Annexon heads into its May 11 earnings report with short sellers at their most committed position in weeks — and options traders beginning to turn cautious.
Short interest is the clearest pre-earnings signal here. At nearly 15% of free float, it has climbed roughly 20% over the past month, a steady and deliberate build rather than a reactive spike. Days to cover stretch to nearly eight — meaning shorts would need more than a week and a half of average trading volume to exit. Cost to borrow remains subdued at 0.54%, but availability in the lending pool is ample, which means new shorts face little friction entering ahead of the print. The ORTEX short score has edged up to 62.3 from around 59.4 ten days ago, a quiet but consistent drift toward more bearish conviction.
Options tell a slightly different story. The put/call ratio has climbed to 0.27, roughly one standard deviation above its 20-day average — elevated relative to recent norms, but well below the 52-week high of 1.43. The move reflects modestly increased hedging demand, not outright fear. The stock itself is down about 6% on the week to $5.52, and off 5% over the past month, putting it well below the mean analyst price target of roughly $13.70. That gap is large enough to raise questions about target currency and timing, though the consensus direction — all Buy ratings across Chardan, Clear Street, Wells Fargo, HC Wainwright, and Needham — is unambiguously bullish.
The bull case rests on ANX005, which delivered a 10-point improvement in the MRC sum score versus standard of care — a recovery signal bulls argue is rarely seen with existing treatments.
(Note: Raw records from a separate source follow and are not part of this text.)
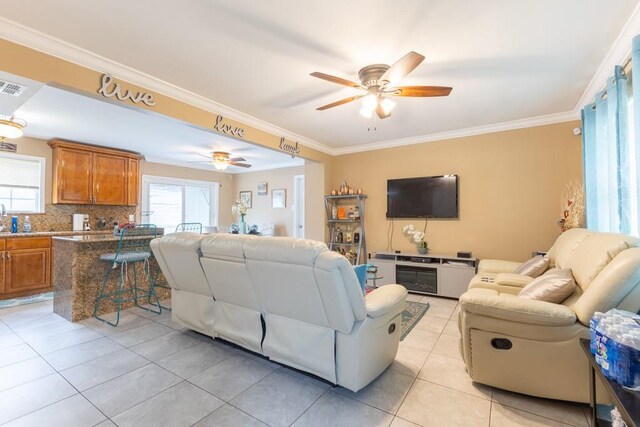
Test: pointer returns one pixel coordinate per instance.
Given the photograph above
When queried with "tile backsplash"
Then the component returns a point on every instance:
(59, 217)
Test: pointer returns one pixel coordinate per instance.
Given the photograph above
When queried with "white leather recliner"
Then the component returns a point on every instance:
(293, 301)
(191, 296)
(544, 358)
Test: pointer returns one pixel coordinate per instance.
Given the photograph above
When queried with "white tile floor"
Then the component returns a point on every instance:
(151, 371)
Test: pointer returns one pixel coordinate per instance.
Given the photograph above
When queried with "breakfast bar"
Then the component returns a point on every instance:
(78, 275)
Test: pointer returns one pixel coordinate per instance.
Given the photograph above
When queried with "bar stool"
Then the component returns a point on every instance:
(133, 249)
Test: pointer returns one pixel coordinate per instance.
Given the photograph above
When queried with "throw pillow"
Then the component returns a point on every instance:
(533, 267)
(361, 273)
(555, 287)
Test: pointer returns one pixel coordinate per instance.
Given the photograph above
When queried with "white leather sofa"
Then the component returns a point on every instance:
(291, 300)
(545, 358)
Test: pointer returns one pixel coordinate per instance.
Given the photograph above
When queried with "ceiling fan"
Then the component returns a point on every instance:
(221, 160)
(378, 81)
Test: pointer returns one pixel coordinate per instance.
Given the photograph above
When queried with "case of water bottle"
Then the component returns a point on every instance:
(615, 344)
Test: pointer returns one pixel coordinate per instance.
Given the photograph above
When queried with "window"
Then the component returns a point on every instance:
(22, 183)
(167, 202)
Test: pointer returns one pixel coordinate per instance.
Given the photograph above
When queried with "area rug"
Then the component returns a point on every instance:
(411, 315)
(32, 299)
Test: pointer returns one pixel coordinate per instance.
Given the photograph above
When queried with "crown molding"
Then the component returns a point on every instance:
(460, 133)
(209, 168)
(33, 39)
(619, 52)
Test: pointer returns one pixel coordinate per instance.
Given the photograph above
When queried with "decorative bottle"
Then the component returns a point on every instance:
(26, 227)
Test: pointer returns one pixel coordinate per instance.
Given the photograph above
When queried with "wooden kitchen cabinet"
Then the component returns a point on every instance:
(87, 174)
(26, 266)
(133, 183)
(74, 179)
(109, 179)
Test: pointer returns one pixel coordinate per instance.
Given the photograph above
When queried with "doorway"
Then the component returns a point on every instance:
(298, 206)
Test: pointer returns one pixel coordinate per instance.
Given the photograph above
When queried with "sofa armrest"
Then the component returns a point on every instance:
(514, 309)
(497, 266)
(513, 279)
(385, 299)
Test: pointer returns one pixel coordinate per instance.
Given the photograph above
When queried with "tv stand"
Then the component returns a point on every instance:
(429, 274)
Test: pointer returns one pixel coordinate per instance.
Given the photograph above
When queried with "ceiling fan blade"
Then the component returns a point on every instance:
(400, 69)
(342, 101)
(380, 112)
(419, 91)
(334, 79)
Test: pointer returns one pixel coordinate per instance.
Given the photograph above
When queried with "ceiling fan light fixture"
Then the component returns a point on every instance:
(366, 113)
(387, 105)
(220, 165)
(11, 128)
(369, 103)
(220, 160)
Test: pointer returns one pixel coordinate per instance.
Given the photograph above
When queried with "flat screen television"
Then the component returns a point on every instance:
(425, 197)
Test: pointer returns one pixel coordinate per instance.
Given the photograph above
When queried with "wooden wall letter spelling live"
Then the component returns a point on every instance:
(109, 92)
(228, 129)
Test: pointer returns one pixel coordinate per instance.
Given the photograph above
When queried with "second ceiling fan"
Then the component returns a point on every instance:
(379, 81)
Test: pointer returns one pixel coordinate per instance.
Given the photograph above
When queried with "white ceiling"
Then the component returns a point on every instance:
(51, 112)
(506, 60)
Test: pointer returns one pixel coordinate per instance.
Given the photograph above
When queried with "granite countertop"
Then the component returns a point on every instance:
(93, 238)
(5, 234)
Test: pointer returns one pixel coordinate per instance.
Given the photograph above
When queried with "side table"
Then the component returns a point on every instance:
(627, 402)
ANX007's early completion of Phase 3 enrollment and entry into the EMA's PRIME PDC pilot adds regulatory credibility to the geographic atrophy program. Bears focus on the cash burn: a $49.2 million net loss raises sustainability questions for a company still deep in development, with no approved product, no revenue, and meaningful regulatory risk on both sides of the Atlantic.
Institutional ownership offers a notable supporting data point. FMR and BlackRock both added to positions in recent months, and specialist healthcare funds — Redmile, BVF, Alerce, and Adage — are all meaningful holders with recent additions. That cluster of dedicated life-sciences money suggests the investment community sees binary upside in the pipeline rather than a terminal decline. Insider activity is mixed at low dollar values: a director bought modest amounts in March and April, while several C-suite executives sold small tranches in early March, likely scheduled disposals.
The print on May 11 is therefore less about the financial statements — a pre-revenue biotech's quarterly loss figures are almost beside the point — and more about whether management delivers new clinical or regulatory detail on ANX005 and ANX007 that shifts the probability calculus on approval timelines.